LXII. Mais enfin ce poison, par qui l’a-t-on fait donner ? Par M. Asellius. Quelle liaison avait cet homme avec Cluentius ? Aucune. Je dis plus : ami d’Oppianicus, il ne pouvait que le haïr. Et Cluentius, haï d’Asellius, l’aurait chargé d’un assassinat ! c’est au plus intime ami d’Oppianicus qu’il aurait demandé la mort d’Oppianicus ! Et vous, Caïus, qu’un pieux devoir rend aujourd’hui son accusateur, pourquoi laissez-vous jouir Asellius d’une si longue impunité ? pourquoi n’avez-vous pas, comme Cluentius, fait condamner d’avance le vrai coupable, dans la personne du ministre de son crime ? Je vais plus loin, juges : quelle invraisemblance ! quelle invention nouvelle et bizarre ! empoisonner avec du pain ! La chose était-elle donc plus facile qu’avec du vin ? Le poison, caché dans quelque partie de ce pain, était-il plus invisible que s’il eût été dissous et mêlé dans un breuvage ? Fallait-il le manger et non le boire, pour qu’il s’insinuât avec plus de rapidité dans les veines ? Et si on venait à le découvrir dans ce pain, était-il plus facile d’en imposer aux yeux, que si un parfait mélange, en le confondant avec une liqueur, eût rendu impossible de le reconnaître ? — Mais Oppianicus est mort subitement. — Quand cela serait, un genre de mort dont on voit tant d’exemples n’autorise pas à supposer un empoisonnement. Et le soupçon, fût-il légitime, il devrait tomber sur d’autres que Cluentius. Mais le fait même est de la plus insigne fausseté. Afin de vous en convaincre, apprenez les détails de sa mort, et comment, après sa mort, une mère dénaturée appela sur la tête de Cluentius une injuste accusation.
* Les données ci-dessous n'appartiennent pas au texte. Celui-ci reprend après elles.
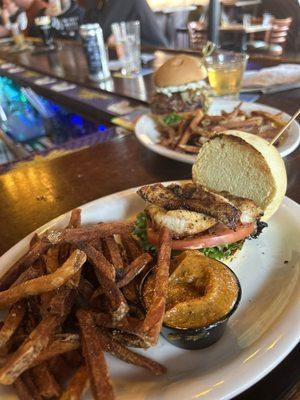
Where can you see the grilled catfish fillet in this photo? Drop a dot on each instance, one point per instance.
(181, 223)
(192, 198)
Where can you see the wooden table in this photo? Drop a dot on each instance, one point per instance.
(32, 195)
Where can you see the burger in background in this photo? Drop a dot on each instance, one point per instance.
(180, 86)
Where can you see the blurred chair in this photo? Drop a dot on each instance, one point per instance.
(197, 35)
(274, 40)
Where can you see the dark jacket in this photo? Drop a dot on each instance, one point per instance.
(66, 25)
(285, 9)
(126, 10)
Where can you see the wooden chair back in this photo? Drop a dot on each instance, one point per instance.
(279, 31)
(197, 35)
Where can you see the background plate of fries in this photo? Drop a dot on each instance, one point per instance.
(261, 333)
(180, 137)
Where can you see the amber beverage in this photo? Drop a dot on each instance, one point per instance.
(225, 72)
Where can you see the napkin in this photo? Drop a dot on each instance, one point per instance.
(281, 74)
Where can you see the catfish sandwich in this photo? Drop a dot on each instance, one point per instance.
(238, 183)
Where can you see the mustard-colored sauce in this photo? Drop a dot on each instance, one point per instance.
(201, 291)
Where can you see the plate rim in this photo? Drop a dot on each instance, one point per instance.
(235, 390)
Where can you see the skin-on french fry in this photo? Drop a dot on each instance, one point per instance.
(51, 259)
(75, 218)
(131, 247)
(77, 385)
(134, 268)
(194, 128)
(117, 302)
(97, 257)
(114, 253)
(25, 355)
(101, 385)
(32, 272)
(62, 302)
(89, 232)
(130, 340)
(23, 263)
(154, 317)
(61, 344)
(115, 348)
(26, 388)
(44, 283)
(45, 382)
(127, 324)
(11, 322)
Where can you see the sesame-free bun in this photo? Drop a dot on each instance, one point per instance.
(244, 165)
(180, 70)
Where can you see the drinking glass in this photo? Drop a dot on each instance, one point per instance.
(225, 71)
(128, 45)
(17, 35)
(45, 28)
(247, 20)
(267, 19)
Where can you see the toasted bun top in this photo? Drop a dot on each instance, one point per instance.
(245, 165)
(180, 70)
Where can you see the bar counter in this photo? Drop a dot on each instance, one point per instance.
(40, 191)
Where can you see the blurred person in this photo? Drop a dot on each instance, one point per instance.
(106, 12)
(65, 22)
(11, 14)
(285, 9)
(32, 8)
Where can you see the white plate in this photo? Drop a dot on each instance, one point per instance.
(261, 333)
(148, 135)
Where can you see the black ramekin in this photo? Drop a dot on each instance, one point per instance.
(198, 338)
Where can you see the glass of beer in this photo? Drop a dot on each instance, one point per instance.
(225, 71)
(128, 45)
(45, 28)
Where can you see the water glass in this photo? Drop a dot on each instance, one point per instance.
(225, 71)
(17, 35)
(128, 46)
(247, 20)
(267, 19)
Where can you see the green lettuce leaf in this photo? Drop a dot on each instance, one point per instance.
(172, 119)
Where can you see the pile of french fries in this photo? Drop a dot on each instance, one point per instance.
(73, 297)
(192, 129)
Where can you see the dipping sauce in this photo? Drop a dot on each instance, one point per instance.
(201, 291)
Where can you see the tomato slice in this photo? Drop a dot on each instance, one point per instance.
(221, 235)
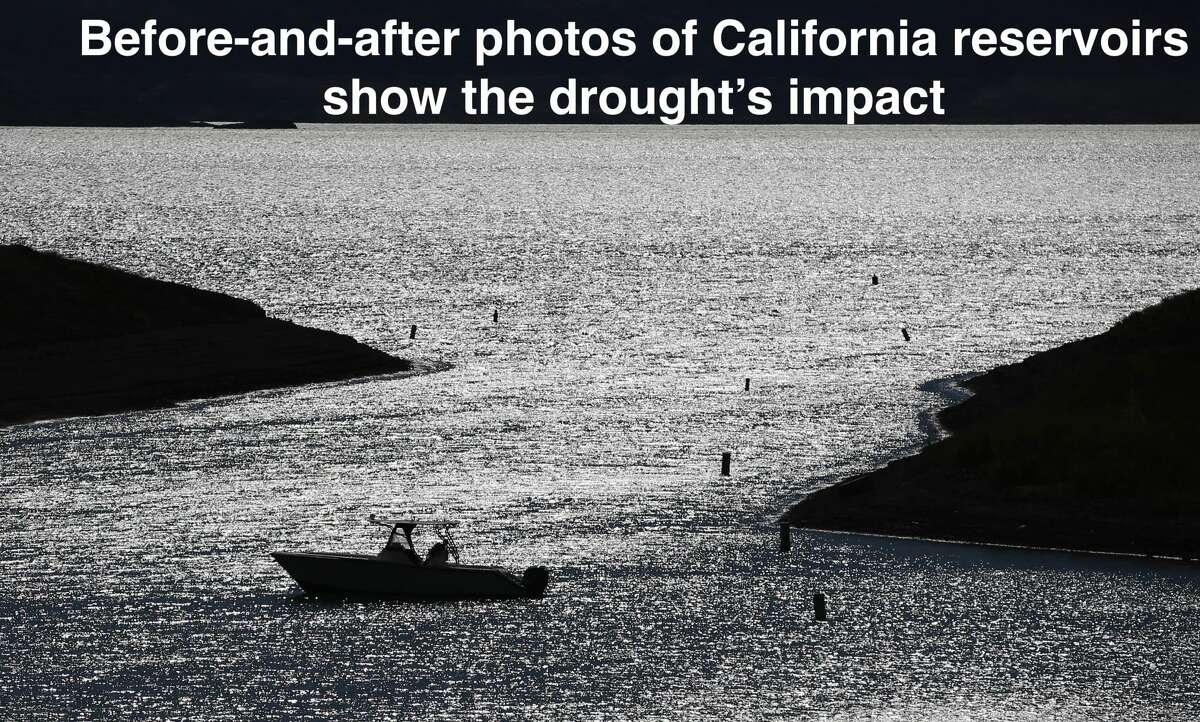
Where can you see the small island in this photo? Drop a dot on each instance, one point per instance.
(1089, 446)
(83, 340)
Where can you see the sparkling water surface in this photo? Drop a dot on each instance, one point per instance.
(641, 275)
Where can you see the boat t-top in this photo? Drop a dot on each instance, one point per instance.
(399, 570)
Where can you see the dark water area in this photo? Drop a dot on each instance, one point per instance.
(641, 275)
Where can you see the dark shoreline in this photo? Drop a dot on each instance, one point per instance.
(1083, 447)
(87, 340)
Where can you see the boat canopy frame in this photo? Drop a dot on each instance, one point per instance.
(441, 528)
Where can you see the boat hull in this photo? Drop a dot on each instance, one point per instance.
(360, 575)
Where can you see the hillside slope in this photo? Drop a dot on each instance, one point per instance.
(1092, 445)
(81, 340)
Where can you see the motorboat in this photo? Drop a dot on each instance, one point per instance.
(400, 571)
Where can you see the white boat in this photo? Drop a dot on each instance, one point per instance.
(400, 571)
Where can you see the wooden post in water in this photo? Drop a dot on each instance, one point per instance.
(820, 612)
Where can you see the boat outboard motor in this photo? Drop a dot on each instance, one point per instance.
(535, 581)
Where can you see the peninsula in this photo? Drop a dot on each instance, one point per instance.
(1089, 446)
(87, 340)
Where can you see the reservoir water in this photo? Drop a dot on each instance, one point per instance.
(641, 275)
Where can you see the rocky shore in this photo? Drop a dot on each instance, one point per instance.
(87, 340)
(1091, 446)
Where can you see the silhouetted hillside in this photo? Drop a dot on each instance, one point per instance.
(81, 338)
(1091, 445)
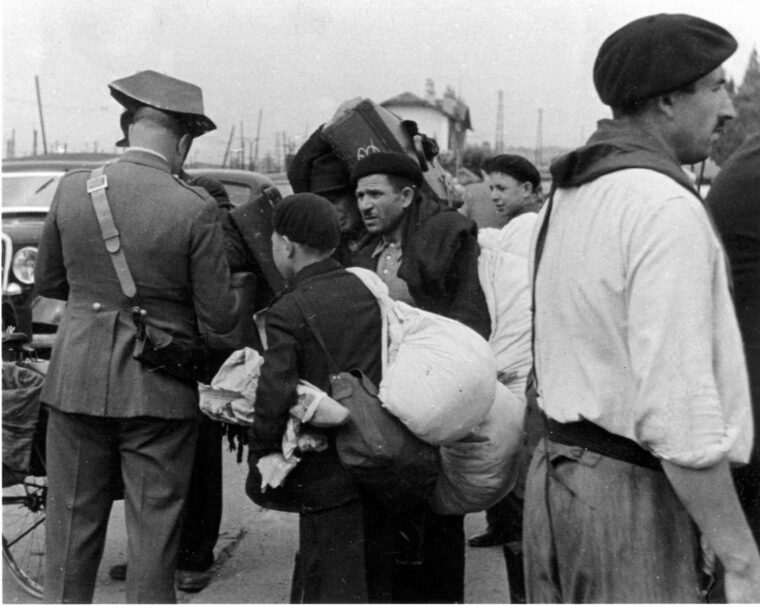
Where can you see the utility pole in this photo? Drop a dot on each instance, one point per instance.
(242, 146)
(499, 138)
(229, 144)
(258, 133)
(42, 121)
(540, 137)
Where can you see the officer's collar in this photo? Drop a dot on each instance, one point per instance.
(146, 157)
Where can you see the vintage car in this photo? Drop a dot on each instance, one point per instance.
(28, 188)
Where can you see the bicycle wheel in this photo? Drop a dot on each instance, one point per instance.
(24, 532)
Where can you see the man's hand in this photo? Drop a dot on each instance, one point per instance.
(710, 498)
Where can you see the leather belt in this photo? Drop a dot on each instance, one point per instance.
(597, 439)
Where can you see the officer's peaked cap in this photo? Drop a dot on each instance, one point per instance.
(177, 97)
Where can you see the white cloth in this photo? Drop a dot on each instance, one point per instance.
(635, 329)
(504, 279)
(514, 237)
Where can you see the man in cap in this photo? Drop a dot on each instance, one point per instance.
(638, 357)
(111, 416)
(333, 547)
(427, 255)
(734, 201)
(515, 186)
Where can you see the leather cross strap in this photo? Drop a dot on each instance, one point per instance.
(96, 188)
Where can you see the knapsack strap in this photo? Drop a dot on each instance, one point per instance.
(96, 188)
(309, 316)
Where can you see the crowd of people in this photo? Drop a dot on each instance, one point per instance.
(638, 478)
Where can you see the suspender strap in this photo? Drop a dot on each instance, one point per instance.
(96, 188)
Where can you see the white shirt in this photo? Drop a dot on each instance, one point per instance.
(635, 328)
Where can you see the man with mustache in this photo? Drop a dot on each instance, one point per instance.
(427, 255)
(638, 356)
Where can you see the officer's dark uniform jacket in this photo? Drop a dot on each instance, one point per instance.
(348, 317)
(174, 246)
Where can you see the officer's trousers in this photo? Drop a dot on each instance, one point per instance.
(85, 455)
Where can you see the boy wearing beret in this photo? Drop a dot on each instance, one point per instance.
(334, 551)
(638, 356)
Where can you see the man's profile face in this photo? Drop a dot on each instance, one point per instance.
(700, 117)
(380, 205)
(508, 194)
(348, 211)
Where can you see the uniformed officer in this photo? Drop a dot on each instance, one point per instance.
(109, 415)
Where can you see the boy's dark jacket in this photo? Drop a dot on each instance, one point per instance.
(348, 317)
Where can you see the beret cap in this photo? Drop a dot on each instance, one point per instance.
(658, 54)
(307, 219)
(329, 173)
(515, 166)
(177, 97)
(387, 163)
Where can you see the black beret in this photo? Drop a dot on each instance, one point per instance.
(307, 219)
(329, 173)
(514, 166)
(658, 54)
(387, 163)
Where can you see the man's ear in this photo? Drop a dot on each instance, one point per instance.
(290, 246)
(665, 104)
(407, 196)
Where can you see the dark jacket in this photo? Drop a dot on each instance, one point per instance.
(734, 201)
(439, 264)
(174, 246)
(348, 317)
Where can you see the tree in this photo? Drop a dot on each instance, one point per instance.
(747, 104)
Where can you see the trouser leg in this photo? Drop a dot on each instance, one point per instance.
(601, 530)
(156, 459)
(331, 555)
(82, 461)
(203, 507)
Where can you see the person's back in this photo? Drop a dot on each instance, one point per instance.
(160, 221)
(321, 295)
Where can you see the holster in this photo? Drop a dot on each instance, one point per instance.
(159, 351)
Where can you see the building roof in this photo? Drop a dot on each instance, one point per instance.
(408, 99)
(451, 107)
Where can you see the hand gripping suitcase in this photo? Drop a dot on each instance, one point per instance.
(361, 127)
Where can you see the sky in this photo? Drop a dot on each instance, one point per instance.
(296, 61)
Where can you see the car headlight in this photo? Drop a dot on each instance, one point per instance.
(23, 264)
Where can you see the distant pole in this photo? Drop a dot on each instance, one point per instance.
(540, 138)
(258, 133)
(42, 121)
(229, 144)
(242, 146)
(499, 138)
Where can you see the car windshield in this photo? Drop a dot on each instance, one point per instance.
(29, 189)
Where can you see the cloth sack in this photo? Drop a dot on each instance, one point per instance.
(481, 469)
(384, 457)
(439, 376)
(504, 279)
(21, 413)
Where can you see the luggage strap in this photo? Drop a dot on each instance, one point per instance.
(96, 188)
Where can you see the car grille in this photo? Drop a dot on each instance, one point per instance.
(7, 256)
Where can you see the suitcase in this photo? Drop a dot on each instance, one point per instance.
(361, 127)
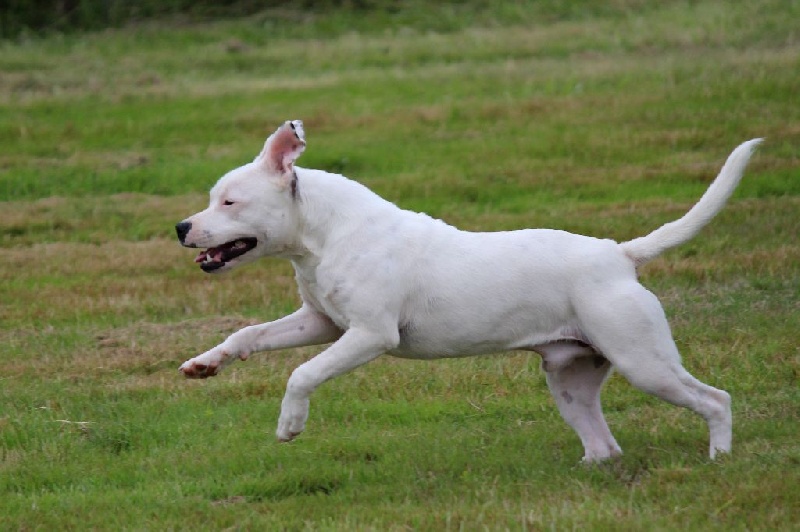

Oppianicus, errant, exilé, repoussé de tout le monde, se retira dans le pays de Falerne, chez C. Quintilius. Là il fut attaqué d’une maladie assez grave et qui se prolongea quelque temps. Sassia était près de lui, entretenant avec un jeune et robuste laboureur, nommé Statius Albius, qui fréquentait la maison, des liaisons que n’aurait pas souffertes, dans une autre fortune, le mari le moins jaloux de son honneur, et vivant comme si la condamnation de son époux avait abrogé pour elle les saintes lois du mariage. Un certain Nicostrate, esclave d’Oppianicus, dont l’œil était clairvoyant et la bouche véridique, faisait, dit-on, à son maître de fâcheuses révélations. Cependant Oppianicus commençait à se rétablir. Ne pouvant supporter plus longtemps la scandaleuse rivalité du laboureur de Falerne, il partit pour venir auprès de Rome, où il avait, hors des portes, un asile qu’il tenait à loyer. On dit que, dans ce voyage, il tomba de cheval, et que cet homme d’une santé affaiblie, ayant reçu au côté une violente contusion, arriva près de la ville avec la fièvre, et mourut au bout de quelques jours. Voilà, juges, quelle fut sa mort. Certes, elle ne fait naître aucun soupçon ; ou, si elle est le fruit du crime, c’est un crime domestique, et c’est dans sa maison qu’il faut chercher le coupable.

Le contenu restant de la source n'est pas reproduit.